A holiday all about food?! What a great idea! Especially about foods that Native Americans and pilgrims grew all by themselves in their farms and gardens. And here at the Elon Community Garden, we have lots of wonderful vegetables that you may see at your own table this year.
The garden has many different kinds of tomatoes. One of America’s most popular vegetables, there are over twenty tomatoes varieties. Our garden has several distinctive species of various sizes. One of the key tips to growing tomatoes is staking. Not all tomatoes need to be staked (using either cages or stakes), but staking should be considered if the tomato is large and therefore may need more support.

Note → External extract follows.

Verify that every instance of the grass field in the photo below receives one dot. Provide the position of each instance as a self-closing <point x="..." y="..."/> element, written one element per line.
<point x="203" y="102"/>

There are five types of lettuce: leaf, cos (also called asparagus lettuce), romaine, butterheard, stem and crisphead (iceberg). Lettuce is also extremely common, mostly because it is simple to grow. It is hardy and can survive colder weather. But some kinds of lettuce can survive the heat as well. Some varieties of lettuce such as cos and romaine grow an elongated stalk, which is important to note when determining how far apart the lettuce should be first planted.
If you want to change up the traditional Thanksgiving meal, try out some kohlrabi. Kohlrabi has been grown at Loy Farms in the past. From the cabbage family, it tastes like a sweet and mild turnip with lots of fiber and vitamin C. Because it’s fast growing and grows underground, it can be planted only about 6 weeks before the first frost, or 4 weeks after the last frost. It does require consistent watering to ensure it has enough moisture to produce healthy bulbs. Kohlrabi can keep in the fridge for 2-3 weeks, and then slice its tubers to eat raw or cook the leaves until they are tender. Impress your friends and relatives with this delicious vegetable that is more commonly seen in Northern Europe!
With all of this wonderful food, it may sometimes be easy to forget why else Thanksgiving is important. This year, remember to be thankful for all of the special things in life. An extra thank you goes to everyone who has supported the Elon Community Garden this year, whether it was in a big way or small. Happy Thanksgiving!